TEMPO.CO, Bangkalan--- Badan Lingkungan Hidup Jawa Timur menyatakan hutan mangrove di Kecamatan Sepuluh, Kabupaten Bangkalan telah masuk sebagai kawasan konservasi di bawah pengawasan Badan Pengelola Hutan Mangrorve (BPHM) Wilayah I Bali. Sekertaris BLH Jatim Sunarta mengatakan dengan status tersebut menunjukkan hutan mangrove Sepuluh telah berhasil dikelola dengan baik oleh masyarakat sekitar. "Selain Bangkalan, hutan mangrove Tuban, Lamongan dan Surabaya juga mangrove dikelola dengan baik," kata dia, saat mengunjungi Hutan Mangrove Kecamatan Sepuluh, Selasa 22 Agustus 2016.
Keberhasilan pelestarian hutan mangrove Sepuluh yang nyaris punah ini, kata Sunarta, ditandai dengan banyaknya aneka burung di hutan tersebut. Bahkan, pada bulan-bulan tertentu setiap tahun, banyak burung migran dari Eropa yang singgah ke hutan tersebut.
Seperti burung Gajahan Pengala (Whimbrel Numenius/Phaeopus), Cerek (Plover, Charadrius SP), dan Trinil Kaki Merah (Common Redshank/Tringa Totanus). Termasuk juga burung pantai seperti Trinil Pantai (Common Sandpiper/Actytis Hypoleucos), burung air seperti Cangak Merah (Purple Heron/Ardea Purpurea), dan Kuntul Kecil (Litle Egret/Egretta Garzetta). Singgahnya burung migran ini terjadi sejak 2014 lalu. "Luas hutan sepuluh baru 3 hektar, masih bisa dikembangkan," ujar dia.
Yang menggembirakan, Sunarta melanjutkan, hutan mangrove Sepuluh telah dikelola sebagai taman pendidikan mangrove. Fasilitasnya pun cukup bagus karena telah dilengkapi jembatan kayu sepanjang 350 meter, sehingga pengunjung bisa berkeliling hutan dan melihat aneka burung yang ada. "Madura terkenal kering, tapi kalau mau usaha, hutan mangrove bisa lestari," ungkap dia.

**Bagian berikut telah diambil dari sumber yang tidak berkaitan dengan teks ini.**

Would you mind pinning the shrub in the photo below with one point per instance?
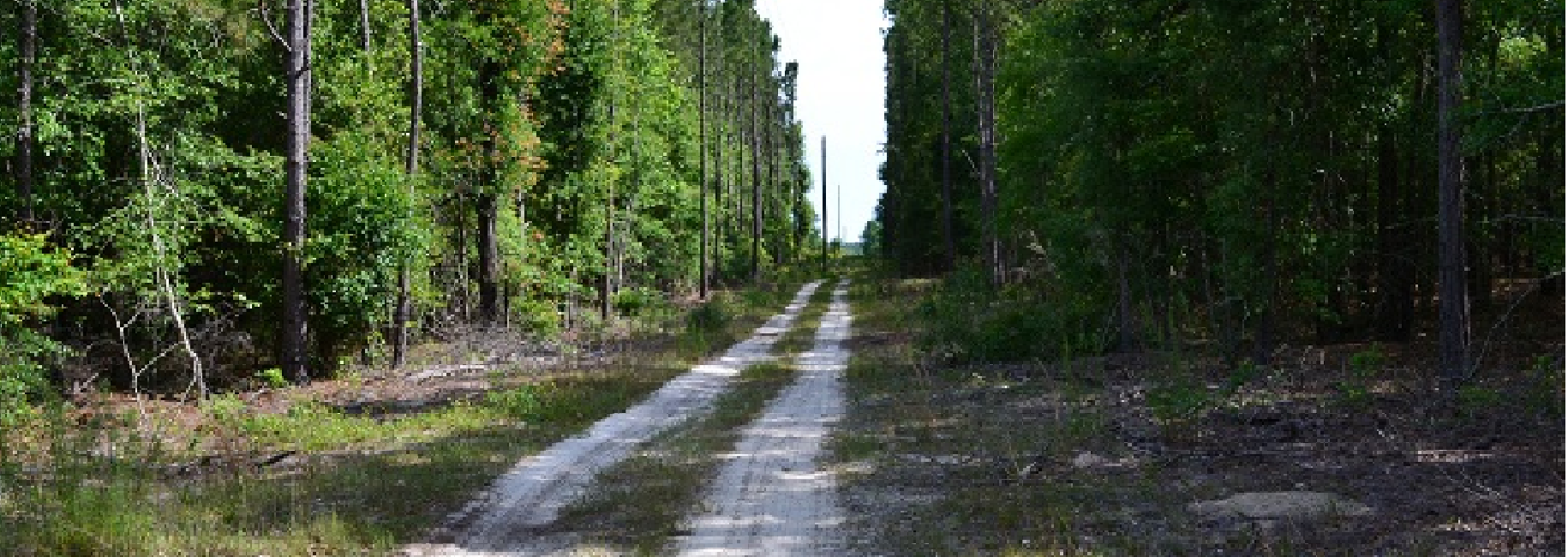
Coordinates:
(30, 273)
(968, 322)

Hutan Mangrove Sepuluh terletak di Desa Labuhan. Hutan ini dikelola oleh warga setempat dalam wadah Kelompok Tani Cemara Sejahtera. Syahril, Sekertaris Kelompok Tani, mengatakan pemulihan hutan mangrove yang nyaris punah karena penebangan liar tersebut, berkat support dari PHE WMO yang mengebor minyak dan gas bumi di Perairan Sepuluh. "Ke depan kami ingin mandiri mengelola hutan ini," kata dia.
Baca Juga:
Untuk pengembangan, kata Syahril, pihaknya menambah jenis tanaman mangrove seperti Sonneratia Alba (Prapat), Rizhophora Stylosa, dan Stenggi. Termasuk akan membangun menara setinggi 10 meter untuk tempat memantau migrasi burung dari luar negeri. "Kami juga tanam cemara udang di bibir pantai sepanjang sejauh 2,5 kilometer," ujar dia.
Bagi Syahril, tantangan terberat melestarikan mangrove adalah memberikan pengertian kepada para pemburu burung. Keberadaan pemburu bisa mengancam keberadaan burung migrasi. "Secara perlahan pemburu mulai berkurang, kami akan menjatuhkan sanksi," ujarnya.
General Manajer PHE WMO Sri Budiyani berharap ke depan keberhasilan Taman Pendidikan Mangrove Sepuluh bisa embrio sehingga semangat melestarikan mangrove muncul di kabupaten lain di Madura. "Semoga banyak duta-duta mangrove di Madura," kata dia.